Dolly Sods (2023-)
==================

Dolly Sods is WVU's latest HPC Cluster. It was deployed in July/August 2023 and was funded by `NSF Major Research Instrumentation (MRI) Grant Award #2117575 <https://www.nsf.gov/awardsearch/showAward?AWD_ID=2117575>`_. 
The cluster has a total of 37 nodes. 
The system has 155 NVIDIA GPU cards. 
They are distributed as 120 NVIDIA A30, 19 NVIDIA A40, and 16 NVIDIA A100.

.. |logo1| image:: /_static/Dolly_Sods_1.jpg  
   :scale: 6%
   :align: top
.. |logo2| image:: /_static/Dolly_Sods_2.jpg
   :scale: 6%
   :align: top
.. |logo3| image:: /_static/Dolly_Sods_3.jpg
   :scale: 13%
   :align: top

.. list-table:: Dolly Sods
   :widths: 62 38
   :header-rows: 0

   * - |logo3|
     - | |logo1| 
       | 
       | |logo2|

Overview
--------

*(This text can be used for proposals to Grant Funding Agencies)*

Dolly Sods is a hardware-accelerated High-Performance Computing (HPC) cluster. Dolly Sods serves the HPC needs of West Virginia University (WVU) and other higher education institutions in West Virginia. It is hosted in Morgantown, WV, and was built thanks to NSF Major Research Instrumentation (MRI) Grant Award #2117575

Dolly Sods is a cluster of 37 compute nodes.
All compute nodes have hardware accelerators in the form of NVIDIA GPUs. 
There is a total of 155 GPU cards distributed as follows: 
30 compute nodes with 4 GPUs NVIDIA(R) A30 24GB PCIe. 
4 compute nodes with 4 GPUs NVIDIA(R) A40 24GB PCIe. 
2 compute nodes with 8 GPUs NVIDIA(R) A100 40GB PCIe.
The login node also has 3 GPUs NVIDIA(R) A40 24GB PCIe. 

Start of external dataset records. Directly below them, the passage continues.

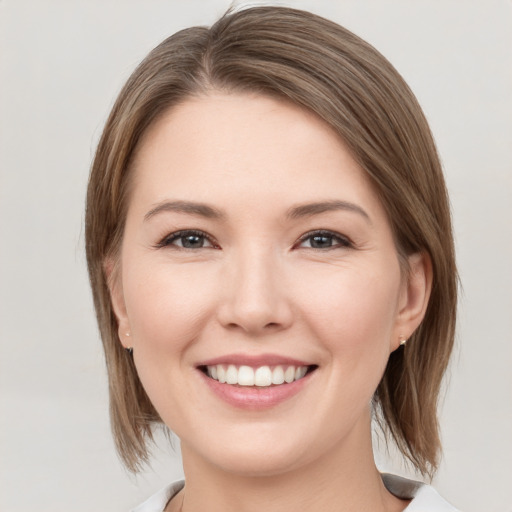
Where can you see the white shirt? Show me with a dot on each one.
(423, 497)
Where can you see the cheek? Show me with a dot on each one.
(166, 307)
(354, 313)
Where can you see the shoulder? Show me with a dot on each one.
(424, 498)
(158, 501)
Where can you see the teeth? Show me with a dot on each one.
(263, 376)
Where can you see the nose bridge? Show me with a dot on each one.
(256, 301)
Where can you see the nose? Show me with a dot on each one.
(255, 299)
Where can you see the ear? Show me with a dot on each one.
(414, 297)
(112, 269)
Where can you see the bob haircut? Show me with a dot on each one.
(324, 68)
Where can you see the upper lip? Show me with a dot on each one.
(254, 361)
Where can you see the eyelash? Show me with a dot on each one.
(343, 241)
(169, 240)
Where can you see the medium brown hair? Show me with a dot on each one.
(326, 69)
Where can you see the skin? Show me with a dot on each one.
(259, 285)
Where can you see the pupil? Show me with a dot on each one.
(192, 241)
(321, 241)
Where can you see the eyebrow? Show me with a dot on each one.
(310, 209)
(187, 207)
(295, 212)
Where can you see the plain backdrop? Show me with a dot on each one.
(61, 66)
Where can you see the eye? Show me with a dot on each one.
(188, 239)
(323, 240)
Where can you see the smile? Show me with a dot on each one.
(261, 376)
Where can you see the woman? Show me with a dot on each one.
(269, 245)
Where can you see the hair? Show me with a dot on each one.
(322, 67)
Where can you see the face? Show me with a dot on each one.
(256, 252)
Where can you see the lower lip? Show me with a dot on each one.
(253, 397)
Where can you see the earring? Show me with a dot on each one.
(129, 350)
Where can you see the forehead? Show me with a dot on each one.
(241, 148)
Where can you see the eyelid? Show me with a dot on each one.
(167, 240)
(346, 242)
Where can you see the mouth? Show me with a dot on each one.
(257, 377)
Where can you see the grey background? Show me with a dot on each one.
(61, 65)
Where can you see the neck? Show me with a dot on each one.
(343, 479)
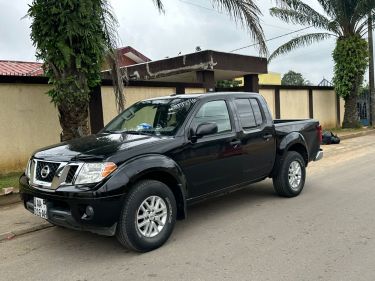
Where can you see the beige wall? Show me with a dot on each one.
(132, 94)
(28, 121)
(195, 90)
(294, 104)
(342, 110)
(269, 96)
(325, 108)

Dolly Sods uses SLURM for workload management and it has a variety of compilers, numerical libraries, and scientific software specifically compiled and optimized for the hardware architecture.

Acknowledgment Message
----------------------

We ask our users to acknowledge the use of Dolly Sods in all possible publications thanks to this resource. The message in the acknowledgment section could be as follows:

  *Computational resources were provided by the WVU Research Computing Dolly Sods HPC cluster, which is funded in part by NSF OAC-2117575.*


Hardware Acceleration
---------------------

The specifications of the three kinds of GPU cards on Dolly Sods are shown in the table below

+-----------------+-----------------+--------------+----------+----------------+---------------+
| | GPU Card      | | GPU           | | CUDA       | | Tensor | | Max Power    | | Compute     |
| | Model         | | Memory        | | Cores      | | Cores  | | Compsumption | | Capability  |
+=================+=================+==============+==========+================+===============+
| NVIDIA A30      | 24 GB HBM2      | 3804         | 224      | 165 W          | 8.0           |
+-----------------+-----------------+--------------+----------+----------------+---------------+
| NVIDIA A40      | 48 GB GDDR6 ECC | 10752        | 336      | 300 W          | 8.6           |
+-----------------+-----------------+--------------+----------+----------------+---------------+
| NVIDIA A100     | 40 GB HBM2e ECC | | 6912 FP32  | 432      | 250 W          | 8.0           |
|                 |                 | | 3456 FP64  |          |                |               |
+-----------------+-----------------+--------------+----------+----------------+---------------+

Full specifications for the GPU cards can be found for `NVIDIA A30`_ , `NVIDIA A40`_ and `NVIDIA A100`_

The GPUs in Sods have different compute capabilities.
The compute capability of a device is represented by a version number, also sometimes called its “SM version”.
This version number identifies the features supported by the GPU hardware and is used by applications at runtime to determine which hardware features and/or instructions are available on the present GPU.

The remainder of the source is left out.